Provisionsdeckel der SPD: Ideologie ersetzt Sachverstand?

Ein Beitrag von Martin Gräfer, Vorstand Versicherungsgruppe die Bayerische

Wieder einmal versuchen einige Politiker, sich auf Kosten einer Berufsgruppe zu profilieren – und am Ende wird alles noch schlimmer.

SPD will Bürokratie-Monster schaffen

Aktuell ist das zu beobachten am Referentenentwurf für einen Provisionsdeckel, den das SPD-geführte Bundesfinanzministerium vorgelegt hat. Es gehe um Verbraucherschutz, so die vorgeschobene Begründung.

In Wirklichkeit wird ein Bürokratie-Monster geboren, das nur Schaden anrichtet.

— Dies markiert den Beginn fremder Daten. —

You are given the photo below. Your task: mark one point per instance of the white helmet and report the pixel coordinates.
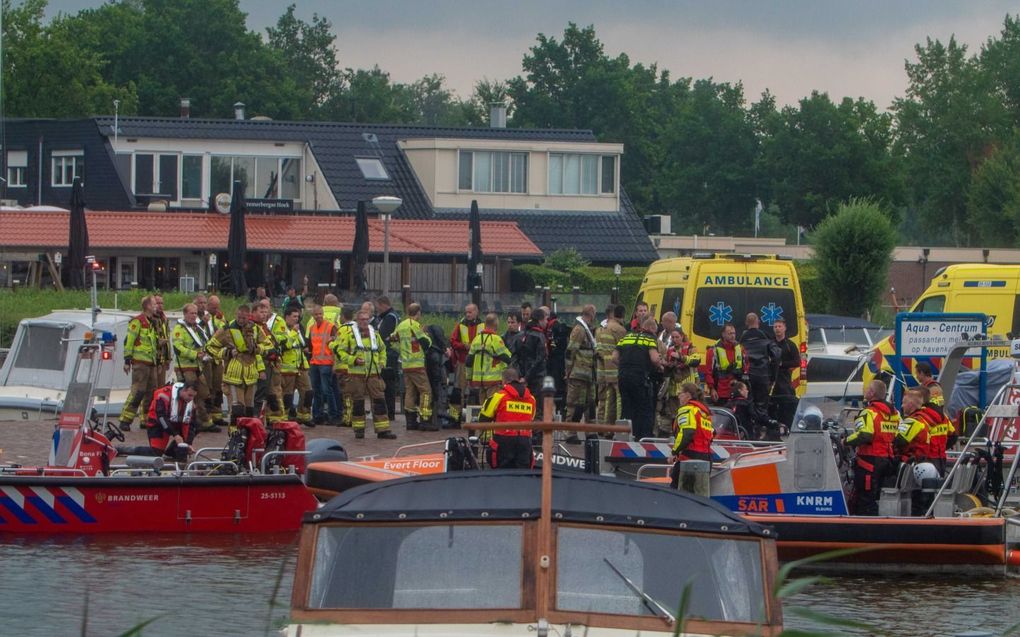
(924, 471)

Ideologie hebelt Verfassung aus

Zum einen ist es atemberaubend, wie selbstverständlich die verfassungsrechtlich garantierte Gewerbefreiheit ignoriert wird und sich Politiker über die offenkundige Rechtslage hinwegsetzen. Denn aktuelle Rechtsgutachten kommen zu dem Ergebnis, ein Provisionsdeckel ist verfassungsrechtlich wie europarechtlich unzulässig.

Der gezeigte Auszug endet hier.